Jarot menghela nafas lega begitu tahu ada sebuah hubungan di antara mereka, "Benar-benar sebuah kebetulan. Gatot Gumelar adalah kakekku. Adik kecil, sesuai dengan usiamu, jadi mari kita memperlakukan satu sama lain sebagai paman dan keponakan."

"Sial," Dias terlihat tidak senang, "Aku memanggil Gatot Gumelar kakak laki-laki. Jika kau adalah cucunya, maka kau juga harus memanggilku Kakek Dias."

"Kamu ..."

Jarot menatap Dias dengan kesal dan ingin mengatakan bahwa Dias telah mempermainkannya. Tapi kemudian Jarot berpikir, Dias bahkan lebih kuat dari kakeknya, sangat mungkin bagi mereka untuk berbicara selayaknya teman. Terlebih lagi, orang-orang di Jawa sangat menghormati para guru mereka. Mungkin nenek moyang Dias punya kedudukan tinggi, jadi meskipun dia masih muda tapi keturunannya berstatus tinggi.

Tapi tetap saja, Jarot tidak benar-benar memanggil Dias kakek. Jarot kemudian berbalik lalu berbisik kepada Wiro Suryo, "Ini sangat tidak terduga, kita tidak menyelidiki secara menyeluruh sebelumnya tentang anak ini. Pastikan untuk tidak berbuat sesuatu yang menyinggungnya, berusahalah untuk membuatnya tenang."

Wiro Suryo langsung pucat, lalu mengangguk dan menyetujui perkataan Jarot. "Ya, Tuan Jarot."

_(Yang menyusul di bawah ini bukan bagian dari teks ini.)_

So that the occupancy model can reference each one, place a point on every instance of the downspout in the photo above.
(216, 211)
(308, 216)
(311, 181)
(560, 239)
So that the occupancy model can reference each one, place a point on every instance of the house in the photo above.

"Aku akan naik ke atas untuk menyembuhkan lukaku. Setelah aku merawatnya, aku akan datang menemuimu." Jarot berbicara kepada Dias lalu berjalan menuju tangga.

Melihat punggung Jarot, Dias mencibir, "Haha, kau tidak bisa memanggilku kakek, kan. Jika kau benar-benar keturunan asli Gatot Gumelar, kau setidaknya sudah bisa mematahkan satu lengan. Sekarang kau pergilah, lain kali saja kita bertemu. Selamat tinggal, salam untuk Gatot Gumelar."

Jarot berhenti, tapi bagaimana pun juga dia tidak bisa memalukan dirinya lagi. Dia lanjut melangkah ke atas.

Wiro Suryo tidak menyangka akan berada dalam situasi buruk seperti itu. Dia menunjukkan senyum terpaksa lalu berkata, "Tuan Dias, maaf. Semuanya hanyalah salah paham."

"Salah paham? Bukankah kamu baru saja mengatakn ingin melemparku ke laut? Dimakan hiu?" Kata Dias dingin.

Wiro Suryo seakan tercekik keras tidak bisa bicara. Dia dengan cepat membubarkan bawahannya yang masih mengelilingi Dias. Wiro kemudian berdiri di samping Dias dan menundukkan kepalanya sambil berkata, "Tuan Dias, saya memang tidak tahu. Tapi sebagai permintaan maaf, tolong sebutkan keperluan Anda saat ini. Saya pasti akan memenuhinya."